Der Weg nach Harran führt teilweise über pistenähnliche Straßen bis wir zunächst zum Ruinenhügel Sultantepe gelangen. Unter dem Ruinenhügel Sultantepe wurden seit den fünfziger Jahren des letzten Jahrhunderts die Überreste einer antiken Stadt ausgegraben. Man fand einen Tempel des Mondgottes Sin aus dem späten 3. Jahrtausend vor Christus, Stelen und Inschriften aus der Zeit Nabonids, der zwischen etwa 550 und 539 vor Christus dort residierte sowie als eines der eindrucksvollen Bauwerke, die Reste einer großen Moschee aus frühislamischer Zeit, deren gewaltiges Minaret noch immer über 33 m in die Höhe ragt. Beeindruckend ist auch die Zitadelle, die offenbar aus oder auf den Resten eines sabaäischen Tempels im 11. Jahrhundert gebaut wurde.

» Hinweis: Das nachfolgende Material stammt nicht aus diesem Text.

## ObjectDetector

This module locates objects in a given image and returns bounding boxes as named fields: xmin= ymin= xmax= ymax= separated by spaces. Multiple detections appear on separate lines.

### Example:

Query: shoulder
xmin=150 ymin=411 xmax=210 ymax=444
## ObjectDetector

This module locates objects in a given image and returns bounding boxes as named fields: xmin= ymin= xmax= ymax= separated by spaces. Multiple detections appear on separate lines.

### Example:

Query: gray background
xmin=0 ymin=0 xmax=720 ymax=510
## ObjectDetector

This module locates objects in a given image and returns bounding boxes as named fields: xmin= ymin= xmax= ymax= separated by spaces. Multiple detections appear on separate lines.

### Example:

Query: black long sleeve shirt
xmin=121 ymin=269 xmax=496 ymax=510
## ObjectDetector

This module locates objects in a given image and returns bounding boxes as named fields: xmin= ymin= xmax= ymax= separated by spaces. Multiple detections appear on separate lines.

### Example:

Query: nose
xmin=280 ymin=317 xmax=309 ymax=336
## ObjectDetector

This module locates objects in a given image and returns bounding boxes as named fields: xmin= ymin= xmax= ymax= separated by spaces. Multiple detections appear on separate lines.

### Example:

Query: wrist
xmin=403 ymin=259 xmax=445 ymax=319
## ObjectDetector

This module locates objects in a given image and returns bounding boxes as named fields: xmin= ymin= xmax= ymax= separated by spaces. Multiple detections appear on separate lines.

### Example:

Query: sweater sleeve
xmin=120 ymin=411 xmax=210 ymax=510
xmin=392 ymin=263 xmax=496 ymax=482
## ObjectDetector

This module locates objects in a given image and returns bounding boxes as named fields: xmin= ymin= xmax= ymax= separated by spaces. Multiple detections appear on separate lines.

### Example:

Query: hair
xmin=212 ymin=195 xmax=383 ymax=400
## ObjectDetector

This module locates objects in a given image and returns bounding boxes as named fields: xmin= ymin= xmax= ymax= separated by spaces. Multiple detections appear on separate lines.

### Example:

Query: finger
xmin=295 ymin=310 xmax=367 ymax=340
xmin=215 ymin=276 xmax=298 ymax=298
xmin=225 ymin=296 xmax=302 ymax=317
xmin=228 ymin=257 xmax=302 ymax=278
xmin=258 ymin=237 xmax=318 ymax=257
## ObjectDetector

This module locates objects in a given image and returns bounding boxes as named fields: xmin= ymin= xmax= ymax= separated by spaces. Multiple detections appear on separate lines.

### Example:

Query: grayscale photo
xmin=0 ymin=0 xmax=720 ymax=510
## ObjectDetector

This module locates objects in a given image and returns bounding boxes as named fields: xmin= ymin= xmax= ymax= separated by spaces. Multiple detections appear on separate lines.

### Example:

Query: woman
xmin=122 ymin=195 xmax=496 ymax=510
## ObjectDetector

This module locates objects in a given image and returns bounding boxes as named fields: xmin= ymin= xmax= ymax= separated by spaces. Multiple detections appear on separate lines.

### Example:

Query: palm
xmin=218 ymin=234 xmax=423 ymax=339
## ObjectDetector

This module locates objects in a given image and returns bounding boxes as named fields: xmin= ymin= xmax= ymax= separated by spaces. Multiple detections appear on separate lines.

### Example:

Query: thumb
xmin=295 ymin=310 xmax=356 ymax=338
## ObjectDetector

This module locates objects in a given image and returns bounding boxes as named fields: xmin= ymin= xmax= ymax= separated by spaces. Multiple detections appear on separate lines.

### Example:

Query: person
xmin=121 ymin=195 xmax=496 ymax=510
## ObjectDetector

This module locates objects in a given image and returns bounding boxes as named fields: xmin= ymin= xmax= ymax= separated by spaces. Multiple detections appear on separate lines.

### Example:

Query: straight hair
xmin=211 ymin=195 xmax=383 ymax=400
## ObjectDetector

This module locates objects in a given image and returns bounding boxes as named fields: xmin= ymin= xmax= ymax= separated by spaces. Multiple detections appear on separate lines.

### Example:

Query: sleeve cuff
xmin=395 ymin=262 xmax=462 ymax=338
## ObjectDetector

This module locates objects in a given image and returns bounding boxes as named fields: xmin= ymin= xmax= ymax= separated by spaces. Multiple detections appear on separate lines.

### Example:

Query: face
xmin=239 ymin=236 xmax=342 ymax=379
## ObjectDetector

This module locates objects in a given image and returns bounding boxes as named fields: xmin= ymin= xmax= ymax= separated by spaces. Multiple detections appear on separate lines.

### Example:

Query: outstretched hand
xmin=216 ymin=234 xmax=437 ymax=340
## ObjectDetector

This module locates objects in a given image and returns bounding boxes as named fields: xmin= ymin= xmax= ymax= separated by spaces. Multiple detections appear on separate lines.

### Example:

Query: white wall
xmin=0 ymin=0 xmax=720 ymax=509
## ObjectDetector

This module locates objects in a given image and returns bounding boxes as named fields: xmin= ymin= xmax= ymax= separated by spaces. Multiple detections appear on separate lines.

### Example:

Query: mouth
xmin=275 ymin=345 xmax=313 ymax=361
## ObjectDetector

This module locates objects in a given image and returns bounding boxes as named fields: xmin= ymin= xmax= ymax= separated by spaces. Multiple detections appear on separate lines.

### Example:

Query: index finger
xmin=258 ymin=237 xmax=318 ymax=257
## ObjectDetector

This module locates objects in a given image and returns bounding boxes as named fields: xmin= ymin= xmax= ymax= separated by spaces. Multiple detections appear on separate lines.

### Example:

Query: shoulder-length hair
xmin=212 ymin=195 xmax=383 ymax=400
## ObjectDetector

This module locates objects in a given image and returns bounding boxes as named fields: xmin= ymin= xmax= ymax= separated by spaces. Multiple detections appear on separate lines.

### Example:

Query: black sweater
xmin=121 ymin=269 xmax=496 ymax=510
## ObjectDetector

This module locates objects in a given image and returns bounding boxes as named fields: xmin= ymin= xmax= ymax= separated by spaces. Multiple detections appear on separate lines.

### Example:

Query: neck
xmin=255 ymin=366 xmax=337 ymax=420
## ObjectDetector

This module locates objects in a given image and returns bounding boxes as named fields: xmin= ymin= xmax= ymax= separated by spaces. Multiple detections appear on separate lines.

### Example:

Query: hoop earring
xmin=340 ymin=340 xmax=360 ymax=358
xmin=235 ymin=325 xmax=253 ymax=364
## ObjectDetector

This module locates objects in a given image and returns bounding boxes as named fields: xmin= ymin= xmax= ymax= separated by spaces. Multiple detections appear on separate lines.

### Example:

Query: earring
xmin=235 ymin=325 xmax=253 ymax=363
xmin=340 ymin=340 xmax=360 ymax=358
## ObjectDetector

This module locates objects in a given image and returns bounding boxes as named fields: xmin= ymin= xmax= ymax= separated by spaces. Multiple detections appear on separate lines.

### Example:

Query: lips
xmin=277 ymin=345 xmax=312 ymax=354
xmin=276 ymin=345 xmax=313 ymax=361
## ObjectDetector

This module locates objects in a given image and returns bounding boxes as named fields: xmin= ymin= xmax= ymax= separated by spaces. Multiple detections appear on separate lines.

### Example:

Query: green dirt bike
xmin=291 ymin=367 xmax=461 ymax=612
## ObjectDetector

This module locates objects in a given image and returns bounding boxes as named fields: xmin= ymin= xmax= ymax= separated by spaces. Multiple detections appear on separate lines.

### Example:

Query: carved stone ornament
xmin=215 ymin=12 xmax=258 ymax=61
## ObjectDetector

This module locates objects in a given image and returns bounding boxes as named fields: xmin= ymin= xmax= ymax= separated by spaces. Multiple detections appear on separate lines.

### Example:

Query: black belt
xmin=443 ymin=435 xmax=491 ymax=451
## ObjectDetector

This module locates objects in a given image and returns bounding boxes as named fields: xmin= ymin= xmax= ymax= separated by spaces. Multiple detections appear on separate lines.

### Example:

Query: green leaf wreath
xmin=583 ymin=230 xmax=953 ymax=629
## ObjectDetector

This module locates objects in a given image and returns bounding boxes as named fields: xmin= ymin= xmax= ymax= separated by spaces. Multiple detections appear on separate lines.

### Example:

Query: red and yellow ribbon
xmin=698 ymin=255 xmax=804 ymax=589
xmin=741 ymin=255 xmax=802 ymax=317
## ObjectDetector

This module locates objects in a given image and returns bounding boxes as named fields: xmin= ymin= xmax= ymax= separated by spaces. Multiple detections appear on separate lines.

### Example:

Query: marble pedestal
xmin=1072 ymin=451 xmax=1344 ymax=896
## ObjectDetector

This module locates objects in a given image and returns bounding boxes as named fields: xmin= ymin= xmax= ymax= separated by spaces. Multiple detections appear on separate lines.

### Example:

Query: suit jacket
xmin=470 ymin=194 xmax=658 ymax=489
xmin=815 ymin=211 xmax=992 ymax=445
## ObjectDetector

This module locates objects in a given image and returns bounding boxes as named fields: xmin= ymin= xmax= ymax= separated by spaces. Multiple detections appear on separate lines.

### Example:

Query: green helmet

Folgt man der kleinen Straße durch Harran etwa 15 km weit nach Osten, gelangt man zu den Bazda-Steinbrüchen, in denen jahrhundertelang Baumaterial für Harran, Jethro und die Han al-Ba'rur-Karawanserei gewonnen wurde. Übrig geblieben sind Hohlräume gewaltigen Ausmaßes, deren Besuch auf jeden Fall lohnenswert ist. Auch die etwa 5 km weiter südöstlich gelegene Han al-Ba'rur-Karawanserei selbst ist sehenswert. Leider sind die Kinder in Harran ein abschreckendes Beispiel für tourismusbedingte Erziehungsschäden, und es bleibt zu hoffen, dass die Erwachsenen dort irgendwann in der Lage sein werden, die teilweise unverschämte Bettelei und Drängelei der Kinder zu beenden.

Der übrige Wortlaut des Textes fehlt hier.